Nasza Loteria SR - pasek na kartach artykułów

Sesja sejmiku województwa podlaskiego przerwana. Opozycja protestowała. "To kompromitacja" grzmi PiS

(mg), (am)
Radni opozycji nie chcieli uczestniczyć w odwołaniu przewodniczącego z KO Karola Pileckiego. - To zabawa i kpina z tej izby - mówił Jarosław Dworzański także radny Koalicji. Po tej wypowiedzi wszyscy radni opozycji wyszli z sali. Sesja została przerwana.

W poniedziałek przewodniczący sejmiku ma spotkać się z szefami wszystkich klubów i ustalić datę kontynuacji sesji.

- To, że przewodniczący nie chce prowadzić sesji, ogłasza przerwy to kompromitacja samorządności. Zobaczymy co zrobi w poniedziałek. Jeżeli nie zwoła sesji i będzie to przewlekał, to może trzeba będzie spróbować innych działań. Trzeba pamiętać ze jesteśmy w trudnej sytuacji. Jest koniec roku, konieczność uchwalenia budżetu, realizacji RPO. Stary zarząd nie wykona wszystkiego. To destabilizacja województwa podlaskiego - mówił tuż po ogłoszeniu przerwy Marek Komorowski, radny PiS.

AKTUALIZACJA:
Sesja już się rozpoczęła. Radni opozycji wyszli z obrad protestując w ten sposób przeciwko wnioskowi PiS o powołanie zastępcy przewodniczącego i odwołanie przewodniczącego sejmiku województwa podlaskiego - Karola Pileckiego (PO). Na wniosek marszałka Artura Kosickiego, przewodniczący został zmuszony do przeprowadzenia głosowania w którym za zmianą porządku obrad opowiedział się cały klub Zjednoczonej Prawicy (16 osób). Potem przewodniczący ogłosił pół godzinną przerwę, żeby odbyć konsultację z radnymi opozycji.

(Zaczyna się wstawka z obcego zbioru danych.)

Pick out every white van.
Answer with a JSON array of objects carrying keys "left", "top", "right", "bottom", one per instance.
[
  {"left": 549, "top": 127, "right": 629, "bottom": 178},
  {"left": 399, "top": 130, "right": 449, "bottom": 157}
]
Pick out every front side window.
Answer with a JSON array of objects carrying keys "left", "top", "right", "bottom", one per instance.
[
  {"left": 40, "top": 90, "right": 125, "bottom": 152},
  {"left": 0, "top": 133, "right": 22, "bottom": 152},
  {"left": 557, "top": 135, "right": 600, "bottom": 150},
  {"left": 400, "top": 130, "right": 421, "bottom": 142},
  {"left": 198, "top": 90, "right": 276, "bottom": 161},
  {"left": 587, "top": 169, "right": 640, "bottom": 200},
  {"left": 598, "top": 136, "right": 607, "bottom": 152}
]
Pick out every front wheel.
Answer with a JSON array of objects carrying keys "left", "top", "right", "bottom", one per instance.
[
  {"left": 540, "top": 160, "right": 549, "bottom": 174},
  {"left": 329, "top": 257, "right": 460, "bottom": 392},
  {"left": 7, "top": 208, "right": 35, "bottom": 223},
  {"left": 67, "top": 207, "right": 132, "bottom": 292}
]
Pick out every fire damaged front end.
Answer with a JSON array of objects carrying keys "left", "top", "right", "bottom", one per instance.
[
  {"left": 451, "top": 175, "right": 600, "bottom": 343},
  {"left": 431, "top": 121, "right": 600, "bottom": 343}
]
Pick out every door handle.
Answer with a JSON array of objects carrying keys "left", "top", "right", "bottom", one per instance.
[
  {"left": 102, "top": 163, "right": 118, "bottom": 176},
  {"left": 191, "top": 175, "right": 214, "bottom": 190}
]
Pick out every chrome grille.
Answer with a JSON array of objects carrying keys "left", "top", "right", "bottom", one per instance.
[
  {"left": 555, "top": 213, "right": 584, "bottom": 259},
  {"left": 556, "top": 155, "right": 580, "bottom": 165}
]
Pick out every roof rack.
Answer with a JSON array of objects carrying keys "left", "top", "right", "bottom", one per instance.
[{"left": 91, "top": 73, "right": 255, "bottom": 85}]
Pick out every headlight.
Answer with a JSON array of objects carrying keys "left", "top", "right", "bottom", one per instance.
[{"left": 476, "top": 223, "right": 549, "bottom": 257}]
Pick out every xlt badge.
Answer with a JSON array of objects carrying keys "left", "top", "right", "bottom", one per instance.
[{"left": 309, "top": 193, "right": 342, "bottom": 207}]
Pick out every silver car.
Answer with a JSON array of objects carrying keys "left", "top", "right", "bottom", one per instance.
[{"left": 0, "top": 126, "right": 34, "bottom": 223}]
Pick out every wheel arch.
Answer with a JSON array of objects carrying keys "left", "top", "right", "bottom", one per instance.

- Przewodniczący sejmiku Karol Pilecki został wybrany także głosami PiS. Nie podlega to żadnej wątpliwości. Pięciu radnych waszego klubu wyraziło zdanie odmienne od rekomendacji klubu. Ja w tym głosowaniu nad odwołaniem przewodniczącego nie będę uczestniczył. To zabawa i kpina z tej izby - powiedział Jarosław Dworzański.

AKTUALIZACJA godz.17:06:
Radni PiS chcieli przeprowadzić wybory do komisji skrutacyjnej. Przewodniczący sejmiku ponownie ogłosił przerwę w obradach pomimo nawoływać Artura Kosickiego i Marka Komorowskiego z PiS. W kuluarach odbywa się tajne spotkanie pomiędzy Arturem Kosickim i Karolem Pileckim.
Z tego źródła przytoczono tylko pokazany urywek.